Nach der ständigen Rechtsprechung des Obersten Gerichtshofs (SZ 67/76; SSV-NF 8/44 ua) darf die Zweckmäßigkeit einer Krankenbehandlung auch im Bereich der sozialen Krankenversicherung nicht allein nach ökonomischen Gesichtspunkten beurteilt werden, sondern es muß vielmehr auch das Ausmaß der Betroffenheit des Patienten im Einzelfall berücksichtigt werden. Wenngleich die vom praktischen Arzt selbstgemischten Infusionen grundsätzlich die gleiche therapeutische Wirkung aufweisen wie das fertige Präparat Dolpasse Infusion, bedeutet die Anwendung dieses Präparats in Einzelfällen nicht, daß die Krankenbehandlung damit das Maß des Notwendigen überschritten hat.

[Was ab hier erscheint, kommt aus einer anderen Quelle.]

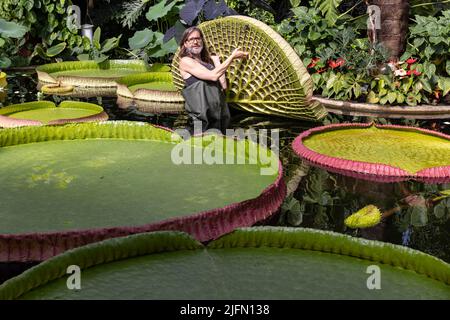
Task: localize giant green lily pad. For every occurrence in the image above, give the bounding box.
[0,227,450,300]
[117,72,184,113]
[293,123,450,183]
[172,16,327,121]
[0,101,108,128]
[0,122,285,261]
[36,60,149,88]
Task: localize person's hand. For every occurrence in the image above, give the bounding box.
[231,48,249,59]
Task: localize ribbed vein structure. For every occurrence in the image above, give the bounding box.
[172,16,326,121]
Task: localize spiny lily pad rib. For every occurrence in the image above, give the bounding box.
[0,101,108,128]
[172,16,326,121]
[0,121,286,262]
[0,227,450,299]
[36,60,148,88]
[293,123,450,183]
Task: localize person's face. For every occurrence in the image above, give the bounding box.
[185,31,203,55]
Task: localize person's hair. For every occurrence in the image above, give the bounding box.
[179,27,214,64]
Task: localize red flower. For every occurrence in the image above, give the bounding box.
[406,69,422,76]
[307,58,320,68]
[316,68,327,73]
[336,58,345,67]
[328,58,345,69]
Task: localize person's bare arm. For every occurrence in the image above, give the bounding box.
[180,49,248,81]
[211,56,227,90]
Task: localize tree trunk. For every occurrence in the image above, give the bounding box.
[368,0,409,60]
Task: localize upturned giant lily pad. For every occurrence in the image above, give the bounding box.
[0,122,286,261]
[0,227,450,300]
[0,101,108,128]
[117,72,184,113]
[172,16,327,121]
[293,123,450,183]
[36,60,148,88]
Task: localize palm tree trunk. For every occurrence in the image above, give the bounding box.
[368,0,409,60]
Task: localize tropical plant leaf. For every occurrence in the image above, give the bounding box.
[128,28,155,49]
[100,35,122,53]
[149,38,178,58]
[0,227,450,300]
[92,27,102,50]
[0,56,11,69]
[203,0,228,20]
[46,42,67,57]
[180,0,207,25]
[314,0,342,26]
[163,21,186,44]
[145,0,178,21]
[0,18,28,38]
[172,16,326,121]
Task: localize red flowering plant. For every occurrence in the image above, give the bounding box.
[308,51,450,106]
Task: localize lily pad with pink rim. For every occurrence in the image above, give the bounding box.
[0,227,450,300]
[0,101,108,128]
[0,121,286,262]
[293,123,450,183]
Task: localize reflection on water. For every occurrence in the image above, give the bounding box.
[0,75,450,264]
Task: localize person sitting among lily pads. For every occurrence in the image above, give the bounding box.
[180,27,249,132]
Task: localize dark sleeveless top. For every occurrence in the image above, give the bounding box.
[184,61,215,87]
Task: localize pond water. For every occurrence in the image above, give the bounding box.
[0,73,450,283]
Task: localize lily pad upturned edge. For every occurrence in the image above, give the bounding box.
[0,101,108,128]
[292,123,450,183]
[0,227,450,300]
[0,121,286,262]
[36,60,149,88]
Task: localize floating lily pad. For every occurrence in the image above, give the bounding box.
[0,122,285,261]
[293,124,450,183]
[0,101,108,128]
[36,60,148,88]
[0,227,450,300]
[117,72,184,113]
[172,16,327,121]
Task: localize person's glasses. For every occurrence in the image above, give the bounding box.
[186,38,203,44]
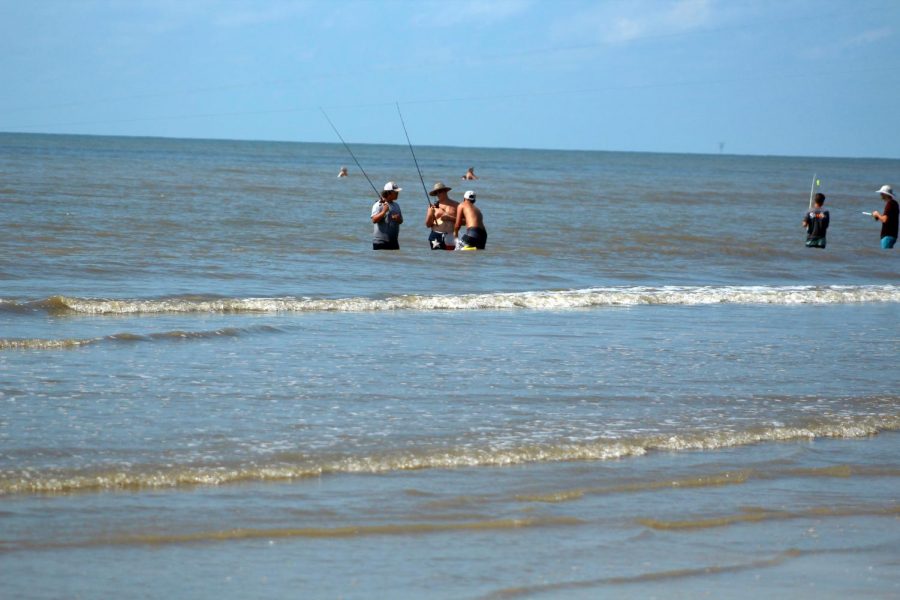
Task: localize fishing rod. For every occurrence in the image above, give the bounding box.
[319,106,381,200]
[809,173,819,210]
[396,102,437,206]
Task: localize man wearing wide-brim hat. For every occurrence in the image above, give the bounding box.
[425,181,459,250]
[872,185,900,249]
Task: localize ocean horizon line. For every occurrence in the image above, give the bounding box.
[0,131,900,161]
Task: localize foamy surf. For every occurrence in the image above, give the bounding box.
[0,285,900,315]
[0,325,281,352]
[0,415,900,496]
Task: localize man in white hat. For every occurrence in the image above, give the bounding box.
[425,181,459,250]
[872,185,900,249]
[372,181,403,250]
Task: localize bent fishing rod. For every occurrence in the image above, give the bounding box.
[396,102,437,206]
[319,106,381,201]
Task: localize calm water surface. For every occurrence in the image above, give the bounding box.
[0,134,900,599]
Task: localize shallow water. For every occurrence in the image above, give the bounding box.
[0,134,900,598]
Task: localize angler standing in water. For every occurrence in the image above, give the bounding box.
[872,185,900,250]
[453,190,487,250]
[372,181,403,250]
[425,181,459,250]
[803,194,830,250]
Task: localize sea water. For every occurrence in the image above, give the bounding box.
[0,134,900,599]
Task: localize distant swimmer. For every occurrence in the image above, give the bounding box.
[803,194,830,250]
[453,190,487,250]
[372,181,403,250]
[425,181,459,250]
[872,185,900,249]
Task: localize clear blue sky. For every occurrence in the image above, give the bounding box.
[0,0,900,158]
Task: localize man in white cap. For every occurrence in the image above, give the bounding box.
[872,185,900,249]
[453,190,487,250]
[425,181,459,250]
[372,181,403,250]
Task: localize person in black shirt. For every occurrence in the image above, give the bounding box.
[803,194,830,250]
[872,185,900,249]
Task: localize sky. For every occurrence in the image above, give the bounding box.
[0,0,900,158]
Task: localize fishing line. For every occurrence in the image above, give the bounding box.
[395,102,431,206]
[809,173,819,210]
[319,106,380,200]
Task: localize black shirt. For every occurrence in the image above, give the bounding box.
[803,208,831,240]
[881,198,900,238]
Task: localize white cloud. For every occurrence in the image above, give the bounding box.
[843,27,893,48]
[553,0,713,44]
[413,0,533,27]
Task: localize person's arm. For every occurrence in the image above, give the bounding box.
[372,202,391,223]
[453,204,466,237]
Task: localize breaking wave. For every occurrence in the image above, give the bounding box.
[0,285,900,315]
[0,415,900,494]
[0,325,280,352]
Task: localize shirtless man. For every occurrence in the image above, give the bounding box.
[425,181,459,250]
[453,190,487,250]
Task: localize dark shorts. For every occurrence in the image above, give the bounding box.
[460,227,487,250]
[372,240,400,250]
[428,231,455,250]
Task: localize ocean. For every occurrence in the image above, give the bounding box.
[0,134,900,600]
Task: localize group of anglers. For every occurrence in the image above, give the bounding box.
[803,185,900,249]
[372,176,487,250]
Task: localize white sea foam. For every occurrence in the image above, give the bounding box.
[41,285,900,314]
[0,415,900,496]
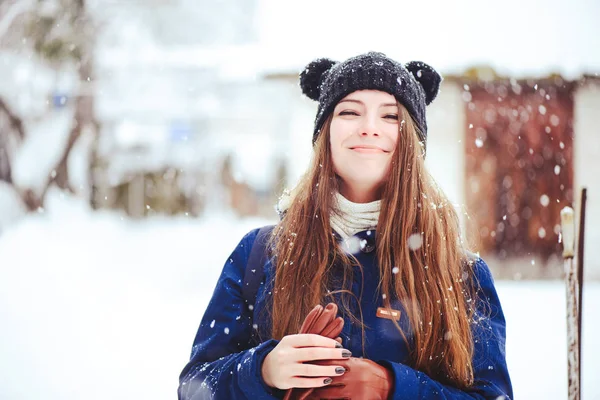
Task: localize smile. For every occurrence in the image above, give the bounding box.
[350,147,387,153]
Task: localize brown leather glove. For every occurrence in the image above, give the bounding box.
[307,357,394,400]
[283,303,344,400]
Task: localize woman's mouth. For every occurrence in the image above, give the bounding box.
[350,147,387,153]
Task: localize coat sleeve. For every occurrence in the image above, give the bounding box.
[177,229,280,400]
[377,258,513,400]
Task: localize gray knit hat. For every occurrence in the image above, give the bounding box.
[300,52,442,150]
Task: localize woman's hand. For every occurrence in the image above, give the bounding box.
[308,357,394,400]
[261,334,352,389]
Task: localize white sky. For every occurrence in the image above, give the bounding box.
[257,0,600,77]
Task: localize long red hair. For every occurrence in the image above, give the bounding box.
[270,104,473,387]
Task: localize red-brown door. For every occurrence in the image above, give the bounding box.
[464,78,573,260]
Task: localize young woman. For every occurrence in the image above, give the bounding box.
[178,53,512,400]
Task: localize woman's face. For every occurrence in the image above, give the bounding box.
[330,90,399,203]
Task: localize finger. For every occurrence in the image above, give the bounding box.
[281,333,340,348]
[298,388,314,400]
[300,304,323,333]
[309,303,337,335]
[291,376,332,388]
[321,317,344,339]
[310,380,352,399]
[290,346,351,362]
[290,364,346,377]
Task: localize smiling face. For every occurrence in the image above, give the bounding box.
[329,90,399,203]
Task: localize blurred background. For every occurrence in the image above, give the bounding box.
[0,0,600,400]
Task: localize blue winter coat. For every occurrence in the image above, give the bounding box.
[178,229,513,400]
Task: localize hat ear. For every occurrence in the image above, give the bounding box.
[300,58,336,101]
[405,61,442,105]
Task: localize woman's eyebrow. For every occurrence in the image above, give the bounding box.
[338,99,398,107]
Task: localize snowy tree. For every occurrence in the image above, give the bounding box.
[0,0,98,210]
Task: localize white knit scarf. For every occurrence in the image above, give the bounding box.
[330,193,381,240]
[276,190,381,240]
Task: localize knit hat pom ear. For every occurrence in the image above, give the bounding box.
[300,58,336,101]
[405,61,442,105]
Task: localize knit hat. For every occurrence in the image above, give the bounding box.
[300,52,442,150]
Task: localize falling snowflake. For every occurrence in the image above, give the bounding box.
[538,228,546,239]
[408,233,423,251]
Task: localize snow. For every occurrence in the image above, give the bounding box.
[13,110,73,193]
[257,0,600,78]
[0,190,600,400]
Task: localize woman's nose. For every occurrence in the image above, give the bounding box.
[361,118,379,136]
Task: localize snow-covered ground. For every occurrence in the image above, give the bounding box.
[0,192,600,400]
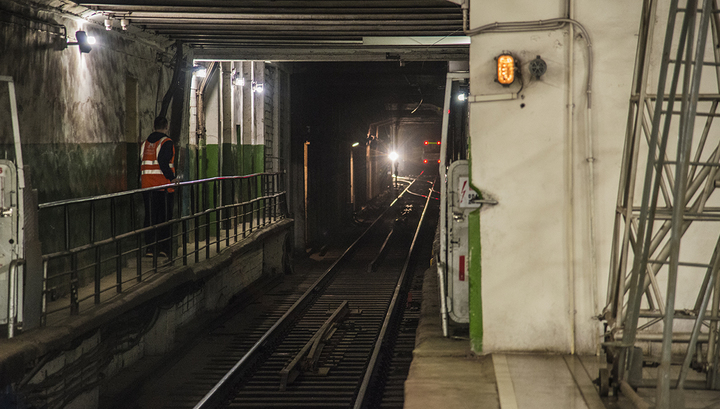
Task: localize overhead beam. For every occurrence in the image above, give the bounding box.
[193,45,469,62]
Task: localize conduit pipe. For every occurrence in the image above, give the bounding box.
[463,0,598,353]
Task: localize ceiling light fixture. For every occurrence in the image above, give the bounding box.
[193,65,207,78]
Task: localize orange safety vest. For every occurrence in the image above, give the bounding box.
[140,136,175,192]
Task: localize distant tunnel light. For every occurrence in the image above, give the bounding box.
[67,30,95,53]
[497,54,515,85]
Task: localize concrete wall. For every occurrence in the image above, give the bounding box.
[10,221,292,409]
[470,0,641,353]
[0,0,172,203]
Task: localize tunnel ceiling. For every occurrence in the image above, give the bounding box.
[77,0,468,61]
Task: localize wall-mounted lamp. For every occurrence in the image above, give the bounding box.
[192,65,207,78]
[67,31,95,54]
[230,68,245,87]
[495,52,516,86]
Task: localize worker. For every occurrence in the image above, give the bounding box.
[140,117,178,257]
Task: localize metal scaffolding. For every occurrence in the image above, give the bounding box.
[600,0,720,409]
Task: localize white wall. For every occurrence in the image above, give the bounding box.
[470,0,641,353]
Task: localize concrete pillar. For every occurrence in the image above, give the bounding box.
[218,62,235,176]
[238,61,255,145]
[253,61,265,145]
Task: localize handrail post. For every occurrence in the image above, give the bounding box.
[110,198,122,294]
[203,182,210,260]
[190,184,200,263]
[70,253,80,315]
[230,179,238,243]
[213,180,222,254]
[178,186,188,266]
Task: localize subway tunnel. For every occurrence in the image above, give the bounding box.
[0,0,720,409]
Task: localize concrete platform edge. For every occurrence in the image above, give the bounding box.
[0,219,294,386]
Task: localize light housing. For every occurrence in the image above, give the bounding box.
[193,65,207,78]
[495,53,515,86]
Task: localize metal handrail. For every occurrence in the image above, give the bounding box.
[38,172,287,322]
[38,172,285,209]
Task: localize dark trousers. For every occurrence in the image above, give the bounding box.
[143,190,173,256]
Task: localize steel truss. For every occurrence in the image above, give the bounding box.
[600,0,720,409]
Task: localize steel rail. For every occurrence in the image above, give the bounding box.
[354,177,435,409]
[193,179,417,409]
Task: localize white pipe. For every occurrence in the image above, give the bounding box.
[565,0,576,354]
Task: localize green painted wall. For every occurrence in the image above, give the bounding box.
[468,209,483,353]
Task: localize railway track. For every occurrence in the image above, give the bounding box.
[183,175,437,409]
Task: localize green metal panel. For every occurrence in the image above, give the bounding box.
[468,209,483,353]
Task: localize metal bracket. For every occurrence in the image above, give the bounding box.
[468,92,517,102]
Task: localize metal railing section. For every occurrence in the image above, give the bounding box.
[39,173,287,323]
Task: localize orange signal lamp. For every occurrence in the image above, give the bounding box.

Wie der Senat in einem vergleichbaren Fall aufgrund der dort getroffenen Feststellungen ausführte (10 ObS 2450/96h vom 22. 5. 1997) sind nämlich selbst gemischte Infusionen mit einem wesentlich höheren Kontaminations- und damit Infektionsrisiko behaftet als die fertigen Ampullen, wozu kommt, daß in den Praxen der niedergelassenen Ärzte möglicherweise die personelle, räumliche und zeitliche Infrastruktur fehlt, weshalb zur Vermeidung hygienischer Komplikationen die Verwendung von Fertigpräparaten im Interesse der Patienten vorzuziehen ist. An dieser Auffassung ist grundsätzlich festzuhalten.

Da es zur abschließenden Beurteilung der Sache einer Verfahrensergänzung bedarf, war in Stattgebung der Revision wie aus dem Spruch ersichtlich zu entscheiden.